It was unfortunate that Taro could not have accompanied his friend, for, while the latter was not a weak character, he was easy-going, good-natured, and easily manipulated through his feelings.

The young Japanese, had he done nothing else, at least would have kept the nakodas and their offerings of matrimonial happiness on the other side of the American’s doors. As it was, one of them in particular was so picturesque in appearance, quaint in speech, and persistent in his calls, that the young man had encouraged his visits, until a certain jocular intimacy put their relations with each other on a pleasant and familiar footing.

It was this nakoda (Ido was his name, so he told Jack) who brought an applicant for a husband to his house, one day, and besought him at least to hold a look-at meeting with her.

“She is beautiful like unto the sun-goddess,” he declared, with the extravagance of his class.

“The last was like the moon,” said the young man, laughing. “Have you any stars to trot out?”

“Stars!” echoed the other, for a moment puzzled, and then, beaming with delighted enlightenment, “Ah, yes—her eyes, her feet, hair, hands, twinkling like unto them same stars!
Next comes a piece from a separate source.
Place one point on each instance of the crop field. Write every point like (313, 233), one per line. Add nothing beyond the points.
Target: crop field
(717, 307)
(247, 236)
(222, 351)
She prays for just a look-at meeting with your excellency.”

“Well, for the fun of the thing, then,” said the other, laughing. “I’m sure I don’t mind having a look-at meeting with a pretty girl. Show her into the zashishi (guest-room) and I’ll be along in a moment. But, look here,” he continued, “you’d better understand that I’m only going through this ceremony for the fun of the thing, mind you. I don’t intend to marry any one—at all events, not a girl of that class.”

“Nod for a leetle while whicheven?” persuaded the nakoda.

“Nod for a leetle while whicheven,” echoed the young man, but the agent had disappeared.

When Jack, curious to know what she was like, she who was seeking him for a husband, entered the zashishi, he found the blinds high up and the sunshine pouring into the room. His eyes fell upon her at once, for the shoji at the back of the room was parted, and she stood in the opening, her head drooping bewitchingly. He could not see her face. She was quite small, though not so small as the average Japanese woman, and the two little hands, clasped before her, were the whitest, most irresistible and perfect hands he had ever seen. He had heard of the beauty of the hands of the Japanese women, and was not surprised to find even a girl of this class—she was a geisha, of course, he told himself—with such exquisite, delicate hands. He knew she was holding them so that they could be seen to advantage, and her little affected pose amused and pleased him.